By report, he was found at the bottom of a deer stand, presumably having fallen out. Initial GCS was 11 (3- 3-5) with a R parietal cephalohematoma and abrasions to his arms and  face.  

Your brief assessment amidst his yelling and fighting is the following:

HR 115 BP 110/60 SpO2 91% (on RA as he has ripped the nasal cannula out)

GCS now 4-4-5 (13), moving all extremities and localizing, not following commands, yelling and grunting, PERRL 4-2 symmetric but slowly reactive

Minimal wheezing throughout

His skin is pale and mildly jaundiced, he has bruising to his arms and chest in various stages, and his abdomen is rotund.  

He smells of alcohol and cigarettes.

Question 1

Why is this patient agitated?  How are you going to manage his mental status? What unique aspects of this patient and this environment go into your decision making process? Are there particular means of controlling his agitation that might be contraindicated?

You successfully manage this patient’s mental status and transport him safely back to the ED, handing him off to the ED and Trauma teams in the SRU.  You proudly saunter back to your Pod, head held high.  Much to your chagrin, several minutes later EMS providers bring in a young, physically fit man screaming on the back of the stretcher. They report he is well known to them as a poorly controlled paranoid schizophrenic.  You do a quick chart review seeing several psychiatric admissions for “intentional drug overdose.”  You can’t find an accurate or current med list, however…

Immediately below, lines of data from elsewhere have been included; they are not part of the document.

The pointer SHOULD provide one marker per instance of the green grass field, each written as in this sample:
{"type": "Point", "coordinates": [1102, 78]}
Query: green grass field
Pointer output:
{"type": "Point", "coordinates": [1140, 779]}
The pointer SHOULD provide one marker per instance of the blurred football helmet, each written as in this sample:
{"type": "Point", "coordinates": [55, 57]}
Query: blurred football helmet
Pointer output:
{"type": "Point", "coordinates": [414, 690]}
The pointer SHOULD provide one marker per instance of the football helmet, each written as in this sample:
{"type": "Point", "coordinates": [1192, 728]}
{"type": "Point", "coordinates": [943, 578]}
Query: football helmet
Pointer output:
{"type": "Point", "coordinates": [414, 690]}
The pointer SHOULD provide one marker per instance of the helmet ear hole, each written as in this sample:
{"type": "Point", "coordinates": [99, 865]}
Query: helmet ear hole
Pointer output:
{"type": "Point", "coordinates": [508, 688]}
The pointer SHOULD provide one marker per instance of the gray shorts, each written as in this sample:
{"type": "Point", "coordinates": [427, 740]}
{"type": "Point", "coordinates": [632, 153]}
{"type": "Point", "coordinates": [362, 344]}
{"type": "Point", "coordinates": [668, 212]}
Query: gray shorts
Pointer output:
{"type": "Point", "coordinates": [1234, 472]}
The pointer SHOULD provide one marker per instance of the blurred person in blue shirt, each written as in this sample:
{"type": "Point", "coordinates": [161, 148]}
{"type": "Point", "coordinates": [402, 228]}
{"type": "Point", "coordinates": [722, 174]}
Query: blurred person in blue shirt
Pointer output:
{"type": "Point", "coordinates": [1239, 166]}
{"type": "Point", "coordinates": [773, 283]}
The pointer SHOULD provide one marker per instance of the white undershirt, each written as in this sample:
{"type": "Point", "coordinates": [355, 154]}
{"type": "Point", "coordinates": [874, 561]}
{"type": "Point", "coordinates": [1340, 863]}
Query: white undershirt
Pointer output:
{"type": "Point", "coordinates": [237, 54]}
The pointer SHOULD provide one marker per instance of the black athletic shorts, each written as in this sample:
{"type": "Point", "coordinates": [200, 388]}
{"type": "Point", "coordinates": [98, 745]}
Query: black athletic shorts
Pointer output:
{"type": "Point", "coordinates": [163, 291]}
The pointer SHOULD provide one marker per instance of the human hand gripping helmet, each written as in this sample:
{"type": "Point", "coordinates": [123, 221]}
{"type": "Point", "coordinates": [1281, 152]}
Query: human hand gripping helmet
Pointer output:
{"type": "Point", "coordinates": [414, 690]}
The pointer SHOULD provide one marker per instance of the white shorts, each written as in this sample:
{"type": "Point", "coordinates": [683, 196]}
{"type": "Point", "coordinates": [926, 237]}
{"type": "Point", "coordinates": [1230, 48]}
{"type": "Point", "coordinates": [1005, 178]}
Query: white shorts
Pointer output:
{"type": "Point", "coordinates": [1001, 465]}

The milieu in your pod is quickly spinning out of control...

Question 2

What is your differential diagnosis for this patient’s agitation?  How do you manage this patient’s mental status?  Do you have an algorithm you follow for acute management of excited delirium?  What considerations are unique in this case?  

Question 3

What if he had no known medical or social history, does that change your approach to evaluation and management?  

Seemingly instantaneously after regaining control of the milieu, the nurse comes to you saying she “needs something” to give to the woman in bed 40.  You, having forgotten who this woman in fact is, look to see that there is a thin elderly female admitted to the general medicine team for urosepsis.  She has been boarding in your ED for ~8 hours.  The nurse hasn’t been able to get in contact with the admitting team for ~30 minutes, and the woman has managed to pull out her peripheral IV and Foley catheter.  You hear from the nurse manager that there has been a code blue on one of the inpatient floors, and the team will be occupied for the near future.

Question 4

What management steps do you take in this instance?  What are your goals of managing her delirium? If chemically sedating, how and by what route?  What factors go into your decision making when choosing a particular agent?  Does her age, sex, status, or current care environment alter your plan?